Jul 25, 2013

Political and social commentator Keith Boykin wrote a very interesting commentary for BET.com that I felt the need to share.  Boykin, in this article, does a wonderful job of trying to explain the disconnect between whites and blacks when it comes to the issue of racism.

Please read the article and tell me what you think.

Here is what he wrote:

So what explains the disconnect?

Years ago, I heard a law professor explain what I call the "magnet analogy." Remember those big red and silver horseshoe magnets from high school? Now imagine you had to walk around the world with a huge horseshoe magnet on your neck. Aside from the heavy burden of carrying the extra weight, you'd quickly see the world a lot differently from those without the magnet.

The first thing you'd notice – there's a lot of metal in the world. Keys, coins, cell phones, even appliances would suddenly get a lot more of your attention. Why? Because the magnet attracts them. But those without the magnet would continue to remain oblivious to the metal assault on your body.

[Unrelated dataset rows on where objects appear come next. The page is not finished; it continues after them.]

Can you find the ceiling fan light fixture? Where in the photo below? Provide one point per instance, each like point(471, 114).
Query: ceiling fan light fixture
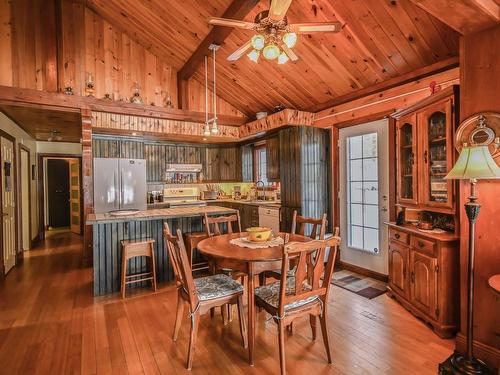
point(271, 52)
point(282, 58)
point(258, 42)
point(254, 55)
point(290, 39)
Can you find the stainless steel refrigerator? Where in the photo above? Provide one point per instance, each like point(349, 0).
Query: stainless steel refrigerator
point(119, 184)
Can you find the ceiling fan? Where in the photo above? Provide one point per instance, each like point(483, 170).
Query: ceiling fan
point(275, 38)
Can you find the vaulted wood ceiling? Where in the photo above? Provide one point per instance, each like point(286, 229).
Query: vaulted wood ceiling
point(380, 40)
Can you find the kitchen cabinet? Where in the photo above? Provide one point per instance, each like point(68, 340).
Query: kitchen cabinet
point(273, 159)
point(425, 153)
point(247, 163)
point(424, 275)
point(230, 164)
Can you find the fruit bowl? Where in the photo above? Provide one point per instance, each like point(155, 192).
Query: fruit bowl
point(259, 234)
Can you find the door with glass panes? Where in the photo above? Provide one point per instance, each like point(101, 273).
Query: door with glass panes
point(364, 192)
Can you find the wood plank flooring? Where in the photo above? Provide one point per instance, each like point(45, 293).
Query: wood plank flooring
point(51, 324)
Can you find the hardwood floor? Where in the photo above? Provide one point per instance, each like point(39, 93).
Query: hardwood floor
point(51, 324)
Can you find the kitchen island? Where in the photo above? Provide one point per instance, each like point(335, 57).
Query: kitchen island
point(109, 230)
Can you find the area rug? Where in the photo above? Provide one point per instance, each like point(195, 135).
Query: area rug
point(358, 284)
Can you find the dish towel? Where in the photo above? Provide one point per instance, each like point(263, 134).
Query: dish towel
point(244, 242)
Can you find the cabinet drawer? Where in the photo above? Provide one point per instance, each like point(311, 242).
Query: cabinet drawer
point(398, 235)
point(424, 246)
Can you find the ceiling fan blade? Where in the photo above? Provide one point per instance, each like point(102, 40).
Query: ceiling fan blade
point(216, 21)
point(289, 52)
point(278, 9)
point(240, 51)
point(316, 27)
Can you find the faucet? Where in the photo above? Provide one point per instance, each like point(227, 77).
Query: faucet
point(263, 188)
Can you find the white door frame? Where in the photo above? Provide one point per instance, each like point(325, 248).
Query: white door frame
point(377, 263)
point(15, 215)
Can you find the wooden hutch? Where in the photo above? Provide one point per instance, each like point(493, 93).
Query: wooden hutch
point(424, 264)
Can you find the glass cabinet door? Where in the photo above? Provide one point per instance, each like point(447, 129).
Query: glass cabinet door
point(406, 163)
point(437, 153)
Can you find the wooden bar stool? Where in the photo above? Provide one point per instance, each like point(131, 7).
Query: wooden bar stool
point(132, 249)
point(192, 240)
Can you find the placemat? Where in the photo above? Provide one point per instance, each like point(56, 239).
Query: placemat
point(244, 242)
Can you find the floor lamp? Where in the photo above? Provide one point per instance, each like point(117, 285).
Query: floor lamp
point(474, 163)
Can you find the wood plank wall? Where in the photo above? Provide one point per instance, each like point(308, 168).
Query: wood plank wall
point(50, 44)
point(219, 163)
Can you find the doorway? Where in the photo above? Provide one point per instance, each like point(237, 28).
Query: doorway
point(60, 196)
point(25, 196)
point(8, 202)
point(364, 195)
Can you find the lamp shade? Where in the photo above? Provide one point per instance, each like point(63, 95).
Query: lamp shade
point(474, 163)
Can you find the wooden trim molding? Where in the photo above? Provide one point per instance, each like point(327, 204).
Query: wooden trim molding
point(488, 354)
point(364, 271)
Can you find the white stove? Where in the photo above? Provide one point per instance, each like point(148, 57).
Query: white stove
point(177, 197)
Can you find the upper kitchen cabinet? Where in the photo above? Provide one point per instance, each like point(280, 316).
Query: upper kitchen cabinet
point(230, 163)
point(406, 141)
point(273, 159)
point(247, 163)
point(425, 153)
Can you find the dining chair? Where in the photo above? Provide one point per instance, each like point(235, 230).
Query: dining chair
point(299, 223)
point(304, 294)
point(214, 226)
point(201, 294)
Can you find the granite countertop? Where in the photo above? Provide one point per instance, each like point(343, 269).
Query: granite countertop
point(227, 200)
point(158, 214)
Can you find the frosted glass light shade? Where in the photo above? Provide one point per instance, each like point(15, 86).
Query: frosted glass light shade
point(258, 42)
point(271, 52)
point(474, 163)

That's the experience for African-Americans every day. We're surrounding and inundated by the metal of racism while those who do not carry the magnet of Blackness remain oblivious to our experience. To them, racism is a thing of the past.

The problem is we need to recognize how new and subtle forms of race bias have replaced the old overt acts of racial discrimination. Maya Wiley of the Center for Social Inclusion explains how brain science has identified subconscious racial bias taking place in "nanoseconds" at subliminal levels. "There's something that police officers and college students and George Zimmerman all have in common," she told MSNBC's Melissa Harris Perry recently. "And that is that they're more likely to shoot a black man with a wallet than they are to shoot a white man with a gun." They call it "shooter bias."

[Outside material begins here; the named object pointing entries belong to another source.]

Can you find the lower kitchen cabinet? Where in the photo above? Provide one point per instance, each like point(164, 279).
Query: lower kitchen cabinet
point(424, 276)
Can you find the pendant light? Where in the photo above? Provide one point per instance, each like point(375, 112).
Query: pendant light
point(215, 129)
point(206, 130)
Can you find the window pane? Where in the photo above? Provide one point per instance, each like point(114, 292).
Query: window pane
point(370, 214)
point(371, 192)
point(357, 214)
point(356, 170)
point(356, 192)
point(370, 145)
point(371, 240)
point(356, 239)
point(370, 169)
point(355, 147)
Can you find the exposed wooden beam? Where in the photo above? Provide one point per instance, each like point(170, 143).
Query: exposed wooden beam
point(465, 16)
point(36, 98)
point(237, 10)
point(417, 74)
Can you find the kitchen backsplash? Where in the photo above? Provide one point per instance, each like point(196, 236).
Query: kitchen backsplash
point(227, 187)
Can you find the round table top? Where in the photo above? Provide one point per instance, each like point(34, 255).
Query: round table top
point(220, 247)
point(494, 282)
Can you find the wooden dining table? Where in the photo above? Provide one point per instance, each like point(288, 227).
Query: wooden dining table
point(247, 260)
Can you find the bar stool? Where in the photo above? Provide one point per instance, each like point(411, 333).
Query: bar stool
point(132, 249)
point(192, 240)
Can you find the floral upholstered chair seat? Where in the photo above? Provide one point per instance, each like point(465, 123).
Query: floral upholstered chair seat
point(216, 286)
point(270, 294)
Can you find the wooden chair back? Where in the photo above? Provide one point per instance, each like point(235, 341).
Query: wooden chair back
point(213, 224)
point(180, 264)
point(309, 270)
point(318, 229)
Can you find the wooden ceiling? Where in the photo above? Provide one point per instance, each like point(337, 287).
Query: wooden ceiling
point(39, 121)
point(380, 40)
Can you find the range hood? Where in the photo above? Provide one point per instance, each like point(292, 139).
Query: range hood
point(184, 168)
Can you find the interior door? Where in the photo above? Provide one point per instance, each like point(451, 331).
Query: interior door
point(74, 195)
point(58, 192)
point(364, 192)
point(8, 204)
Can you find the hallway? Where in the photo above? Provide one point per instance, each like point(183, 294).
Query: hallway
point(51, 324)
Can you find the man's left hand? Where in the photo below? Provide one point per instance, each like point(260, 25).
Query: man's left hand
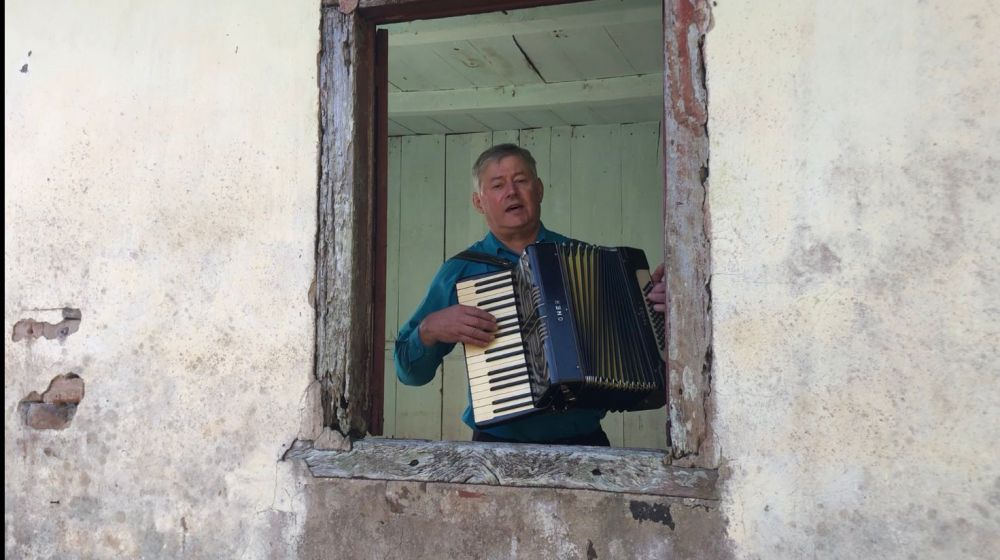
point(658, 295)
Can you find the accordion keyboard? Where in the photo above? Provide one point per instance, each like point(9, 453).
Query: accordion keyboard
point(498, 373)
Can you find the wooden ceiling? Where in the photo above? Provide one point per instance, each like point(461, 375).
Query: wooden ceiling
point(597, 62)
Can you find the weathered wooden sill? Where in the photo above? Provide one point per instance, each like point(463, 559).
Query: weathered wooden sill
point(501, 464)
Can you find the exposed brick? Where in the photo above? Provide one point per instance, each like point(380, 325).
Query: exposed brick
point(44, 416)
point(64, 389)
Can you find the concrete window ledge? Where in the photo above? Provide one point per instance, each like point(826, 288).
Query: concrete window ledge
point(501, 464)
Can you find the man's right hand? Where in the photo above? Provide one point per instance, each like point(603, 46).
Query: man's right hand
point(458, 323)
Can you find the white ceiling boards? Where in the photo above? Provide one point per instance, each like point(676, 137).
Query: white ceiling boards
point(597, 62)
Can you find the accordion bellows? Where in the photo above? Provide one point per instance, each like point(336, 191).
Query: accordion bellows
point(575, 330)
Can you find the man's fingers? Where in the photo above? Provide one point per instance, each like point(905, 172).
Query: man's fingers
point(476, 336)
point(658, 273)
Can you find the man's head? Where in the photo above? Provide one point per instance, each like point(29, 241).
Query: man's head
point(509, 192)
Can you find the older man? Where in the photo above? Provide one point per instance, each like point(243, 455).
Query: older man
point(509, 196)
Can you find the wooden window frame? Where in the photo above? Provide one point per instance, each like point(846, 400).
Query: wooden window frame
point(350, 275)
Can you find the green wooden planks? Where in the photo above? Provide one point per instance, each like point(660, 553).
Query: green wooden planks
point(463, 226)
point(642, 219)
point(392, 320)
point(596, 208)
point(421, 244)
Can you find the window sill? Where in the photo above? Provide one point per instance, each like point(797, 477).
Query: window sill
point(517, 465)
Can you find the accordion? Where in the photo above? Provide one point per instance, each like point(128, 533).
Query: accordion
point(574, 330)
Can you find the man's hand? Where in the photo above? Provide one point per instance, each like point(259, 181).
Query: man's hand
point(658, 295)
point(458, 323)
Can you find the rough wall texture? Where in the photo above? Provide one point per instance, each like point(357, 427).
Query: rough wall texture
point(161, 178)
point(855, 159)
point(367, 519)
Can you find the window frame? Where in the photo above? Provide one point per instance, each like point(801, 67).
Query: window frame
point(350, 268)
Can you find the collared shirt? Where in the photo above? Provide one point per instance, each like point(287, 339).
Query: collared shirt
point(416, 364)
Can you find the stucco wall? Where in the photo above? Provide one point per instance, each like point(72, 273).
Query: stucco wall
point(855, 149)
point(161, 177)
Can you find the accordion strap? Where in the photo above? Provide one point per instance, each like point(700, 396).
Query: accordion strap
point(485, 258)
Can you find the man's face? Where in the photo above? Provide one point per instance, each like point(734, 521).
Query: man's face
point(509, 197)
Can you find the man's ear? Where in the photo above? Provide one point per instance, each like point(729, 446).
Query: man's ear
point(477, 202)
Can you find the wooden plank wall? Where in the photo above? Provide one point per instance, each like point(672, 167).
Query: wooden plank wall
point(603, 184)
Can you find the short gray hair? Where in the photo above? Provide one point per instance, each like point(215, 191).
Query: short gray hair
point(497, 153)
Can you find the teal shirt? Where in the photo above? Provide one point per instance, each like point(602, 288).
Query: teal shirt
point(416, 364)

Unfortunately, our laws and our public discourse haven't kept up with the changes in racism. Many whites are still stuck in the 1960s image of overt bigotry, of Klansmen burning crosses and segregationist governors blocking schoolhouse doors. They may know a parent or a grandparent who still uses the N-word, but as long as they refrain from using it themselves then they can't possibly be racist, they think.

But Paula Deen aside, modern racism isn't really about the N-word. New code words like Detroit, Chicago, "Stand Your Ground," voter ID, food stamps and welfare now carry the same impact with dog whistle messages too subtle to be reported by many in the media. This seemingly race-neutral language allows the majority to engage in public discourse under the mantle of innocence and thus dismiss the vestiges and effects of hundreds of years of legally sanctioned white supremacy. The only racists in this vision are the people who complain about racism.

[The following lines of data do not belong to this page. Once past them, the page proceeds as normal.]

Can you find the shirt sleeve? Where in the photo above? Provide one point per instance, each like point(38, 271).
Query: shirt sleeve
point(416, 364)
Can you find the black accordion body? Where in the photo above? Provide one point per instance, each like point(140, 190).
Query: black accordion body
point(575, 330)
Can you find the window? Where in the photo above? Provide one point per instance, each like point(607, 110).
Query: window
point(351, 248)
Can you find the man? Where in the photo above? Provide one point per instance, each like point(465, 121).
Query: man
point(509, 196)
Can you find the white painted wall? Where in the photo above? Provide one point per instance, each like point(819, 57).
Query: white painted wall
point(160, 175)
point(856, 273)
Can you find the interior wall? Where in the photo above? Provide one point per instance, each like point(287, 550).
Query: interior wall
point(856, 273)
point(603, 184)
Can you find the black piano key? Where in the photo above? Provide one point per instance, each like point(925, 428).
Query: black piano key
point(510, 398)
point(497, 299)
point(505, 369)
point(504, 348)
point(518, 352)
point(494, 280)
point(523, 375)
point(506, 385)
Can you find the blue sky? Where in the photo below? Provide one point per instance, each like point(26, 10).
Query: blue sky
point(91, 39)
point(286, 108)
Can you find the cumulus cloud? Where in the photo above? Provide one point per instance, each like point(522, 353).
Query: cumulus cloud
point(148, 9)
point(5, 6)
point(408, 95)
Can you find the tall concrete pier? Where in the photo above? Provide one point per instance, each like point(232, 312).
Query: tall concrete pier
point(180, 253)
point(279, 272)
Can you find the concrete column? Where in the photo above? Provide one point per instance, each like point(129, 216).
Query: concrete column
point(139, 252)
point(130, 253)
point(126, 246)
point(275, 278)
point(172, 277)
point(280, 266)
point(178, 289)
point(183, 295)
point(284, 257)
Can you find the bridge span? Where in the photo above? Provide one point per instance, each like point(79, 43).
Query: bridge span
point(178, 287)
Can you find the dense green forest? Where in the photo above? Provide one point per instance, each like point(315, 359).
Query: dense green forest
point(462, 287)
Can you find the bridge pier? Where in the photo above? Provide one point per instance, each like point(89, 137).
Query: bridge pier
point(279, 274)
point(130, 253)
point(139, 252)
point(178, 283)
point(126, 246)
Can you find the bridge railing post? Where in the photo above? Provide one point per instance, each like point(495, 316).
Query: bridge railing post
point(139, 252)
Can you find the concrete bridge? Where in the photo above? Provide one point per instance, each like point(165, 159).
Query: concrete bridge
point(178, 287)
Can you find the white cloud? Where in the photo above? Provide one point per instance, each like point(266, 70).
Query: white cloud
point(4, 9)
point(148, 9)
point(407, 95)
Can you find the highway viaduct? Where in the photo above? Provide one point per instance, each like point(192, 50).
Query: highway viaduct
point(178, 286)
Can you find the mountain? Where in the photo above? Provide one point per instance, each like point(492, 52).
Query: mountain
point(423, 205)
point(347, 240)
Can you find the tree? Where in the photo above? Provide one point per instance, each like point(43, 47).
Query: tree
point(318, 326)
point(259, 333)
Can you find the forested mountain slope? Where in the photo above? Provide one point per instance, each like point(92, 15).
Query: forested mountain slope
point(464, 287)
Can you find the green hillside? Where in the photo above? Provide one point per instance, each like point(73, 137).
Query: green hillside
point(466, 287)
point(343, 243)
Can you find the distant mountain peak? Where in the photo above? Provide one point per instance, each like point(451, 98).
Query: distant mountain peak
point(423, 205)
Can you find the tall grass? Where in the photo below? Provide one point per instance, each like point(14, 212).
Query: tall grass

Click here to read the entire article

1 comment:

  1. His last two paragraphs said it all. At the same time, I contend that if anybody listens for just a few minutes, our plight is not that difficult to understand. It may be hard to take because it challenges an established belief system, but by no means is it hard to understand. I hold to the notion that to acknowledge it ultimately requires accountability and responsibility and many whites don't want to go there. So they'd rather deny and deflect.